Os juros futuros mostram viés de alta na manhã desta terça-feira, 13, em sintonia com o dólar, deixando em segundo plano o resultado das vendas no varejo de julho e a cassação de Eduardo Cunha. O tom de cautela nas praças internacionais, com petróleo em queda ao redor de 2% e dólar mais forte. Colabora também para a pressão de alta nas taxas futuras a expectativa com o leilão de venda de NTN-B do Tesouro.

Às 9h25, o DI para janeiro de 2018 estava em 12,57%, na máxima, de 12,55% no ajuste de segunda-feira.

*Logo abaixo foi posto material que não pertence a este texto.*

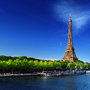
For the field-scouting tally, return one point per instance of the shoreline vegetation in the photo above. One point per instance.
(23, 65)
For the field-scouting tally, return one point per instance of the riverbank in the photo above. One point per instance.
(42, 74)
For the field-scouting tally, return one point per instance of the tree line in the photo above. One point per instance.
(23, 64)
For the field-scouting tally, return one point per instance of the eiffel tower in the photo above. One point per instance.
(70, 53)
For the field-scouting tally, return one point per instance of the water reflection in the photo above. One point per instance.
(79, 82)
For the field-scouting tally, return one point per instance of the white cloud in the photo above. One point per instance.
(79, 14)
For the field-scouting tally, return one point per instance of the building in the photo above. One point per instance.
(70, 53)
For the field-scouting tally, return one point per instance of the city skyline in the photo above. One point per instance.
(39, 29)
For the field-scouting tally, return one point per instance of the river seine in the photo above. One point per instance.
(78, 82)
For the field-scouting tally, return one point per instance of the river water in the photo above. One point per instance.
(78, 82)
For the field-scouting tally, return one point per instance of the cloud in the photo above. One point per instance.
(79, 14)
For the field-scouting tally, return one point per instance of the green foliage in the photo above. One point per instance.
(22, 62)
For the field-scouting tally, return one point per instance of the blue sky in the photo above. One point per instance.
(39, 28)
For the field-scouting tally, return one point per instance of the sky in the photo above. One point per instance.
(39, 28)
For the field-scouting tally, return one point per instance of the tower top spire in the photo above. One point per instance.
(70, 53)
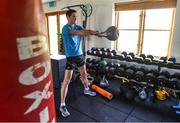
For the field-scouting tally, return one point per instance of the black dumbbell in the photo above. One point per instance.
(142, 55)
(163, 78)
(150, 77)
(103, 49)
(163, 59)
(94, 49)
(139, 75)
(120, 56)
(89, 52)
(114, 52)
(128, 58)
(124, 53)
(138, 59)
(129, 72)
(151, 57)
(175, 81)
(171, 61)
(131, 54)
(148, 61)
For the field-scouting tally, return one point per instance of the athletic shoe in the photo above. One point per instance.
(64, 111)
(89, 92)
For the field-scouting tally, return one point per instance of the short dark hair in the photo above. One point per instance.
(70, 12)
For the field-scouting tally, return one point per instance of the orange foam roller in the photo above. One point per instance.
(102, 92)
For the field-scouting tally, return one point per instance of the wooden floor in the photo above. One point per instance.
(98, 109)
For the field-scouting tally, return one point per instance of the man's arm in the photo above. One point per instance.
(83, 32)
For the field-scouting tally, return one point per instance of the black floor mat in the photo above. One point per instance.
(99, 111)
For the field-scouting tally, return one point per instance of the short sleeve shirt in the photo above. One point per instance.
(72, 43)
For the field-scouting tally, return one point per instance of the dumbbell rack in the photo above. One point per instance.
(167, 103)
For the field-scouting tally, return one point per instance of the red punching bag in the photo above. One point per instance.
(26, 90)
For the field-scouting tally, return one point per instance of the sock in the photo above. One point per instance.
(86, 89)
(63, 104)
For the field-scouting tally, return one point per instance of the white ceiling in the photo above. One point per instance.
(45, 1)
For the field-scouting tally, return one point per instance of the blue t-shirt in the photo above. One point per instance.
(72, 43)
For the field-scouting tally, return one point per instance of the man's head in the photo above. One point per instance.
(71, 15)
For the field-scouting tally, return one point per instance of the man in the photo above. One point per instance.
(71, 34)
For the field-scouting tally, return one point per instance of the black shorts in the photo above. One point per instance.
(75, 61)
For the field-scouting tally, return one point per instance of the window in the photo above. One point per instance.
(55, 22)
(146, 27)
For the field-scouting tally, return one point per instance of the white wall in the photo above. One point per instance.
(176, 41)
(103, 17)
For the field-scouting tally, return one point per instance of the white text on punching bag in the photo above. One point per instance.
(28, 46)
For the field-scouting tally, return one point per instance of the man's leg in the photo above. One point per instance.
(84, 80)
(64, 90)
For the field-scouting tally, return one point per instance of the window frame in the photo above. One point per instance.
(143, 5)
(57, 13)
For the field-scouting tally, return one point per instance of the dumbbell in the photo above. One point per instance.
(175, 81)
(138, 59)
(94, 48)
(163, 78)
(163, 59)
(103, 49)
(114, 52)
(147, 61)
(104, 54)
(129, 72)
(128, 58)
(128, 91)
(89, 52)
(124, 53)
(120, 71)
(120, 56)
(99, 53)
(109, 50)
(88, 62)
(110, 55)
(142, 93)
(171, 61)
(151, 57)
(131, 54)
(150, 77)
(142, 55)
(139, 74)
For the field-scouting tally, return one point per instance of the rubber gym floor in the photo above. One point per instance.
(98, 109)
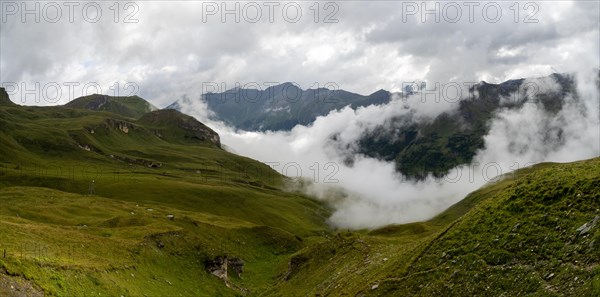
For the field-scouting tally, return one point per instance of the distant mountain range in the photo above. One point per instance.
(100, 201)
(418, 148)
(281, 107)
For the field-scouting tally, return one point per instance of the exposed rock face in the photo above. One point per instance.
(4, 99)
(170, 120)
(219, 267)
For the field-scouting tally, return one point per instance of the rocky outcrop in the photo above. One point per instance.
(172, 123)
(220, 265)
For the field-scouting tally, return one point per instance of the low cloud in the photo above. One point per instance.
(370, 193)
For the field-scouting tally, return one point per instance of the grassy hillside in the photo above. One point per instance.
(98, 203)
(534, 233)
(95, 203)
(130, 106)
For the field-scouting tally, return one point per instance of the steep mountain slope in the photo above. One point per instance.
(533, 233)
(453, 138)
(418, 146)
(4, 99)
(281, 107)
(95, 203)
(131, 106)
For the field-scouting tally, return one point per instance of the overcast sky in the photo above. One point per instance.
(168, 50)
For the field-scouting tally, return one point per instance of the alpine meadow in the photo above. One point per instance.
(296, 148)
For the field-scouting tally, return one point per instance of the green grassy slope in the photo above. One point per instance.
(520, 236)
(128, 106)
(97, 203)
(85, 195)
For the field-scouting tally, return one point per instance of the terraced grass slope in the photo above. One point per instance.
(93, 203)
(128, 106)
(96, 203)
(535, 233)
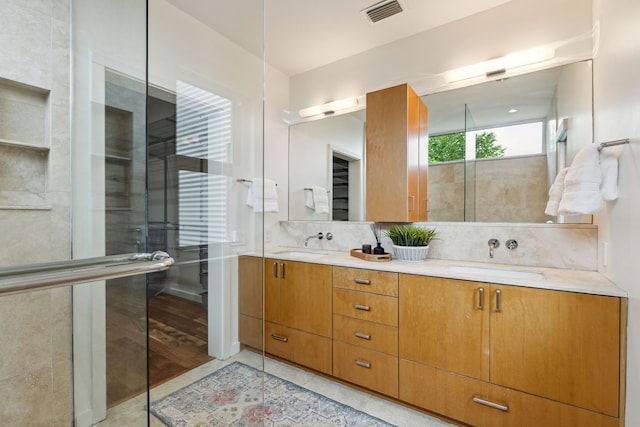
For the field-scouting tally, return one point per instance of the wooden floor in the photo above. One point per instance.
(177, 337)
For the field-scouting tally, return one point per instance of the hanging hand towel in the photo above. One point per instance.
(582, 184)
(555, 193)
(317, 198)
(609, 168)
(308, 198)
(263, 195)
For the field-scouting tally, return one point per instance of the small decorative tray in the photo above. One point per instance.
(370, 257)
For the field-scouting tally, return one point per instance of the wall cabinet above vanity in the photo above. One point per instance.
(396, 155)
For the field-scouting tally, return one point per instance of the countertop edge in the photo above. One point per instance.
(578, 281)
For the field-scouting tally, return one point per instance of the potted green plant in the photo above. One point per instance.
(410, 242)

O DI para janeiro de 2019, o mais negociado, estava em 12,03%, na máxima, de 11,99% no ajuste de segunda O vencimento para janeiro de 2021 exibia 12,04%, de 11,98%.

As vendas do comércio varejista caíram 0,30% em julho ante junho, na série com ajuste sazonal, dentro do intervalo das estimativas dos analistas ouvidos pelo Projeções Broadcast, que esperavam desde uma queda de 0,90% a crescimento de 0,70%, com mediana de estabilidade.

Na comparação com julho de 2015, sem ajuste sazonal, as vendas do varejo tiveram baixa de 5,3% em julho de 2016. Nesse confronto, as projeções iam de declínio de 3,40% a recuo de 6,50%, com mediana negativa de 5,00%.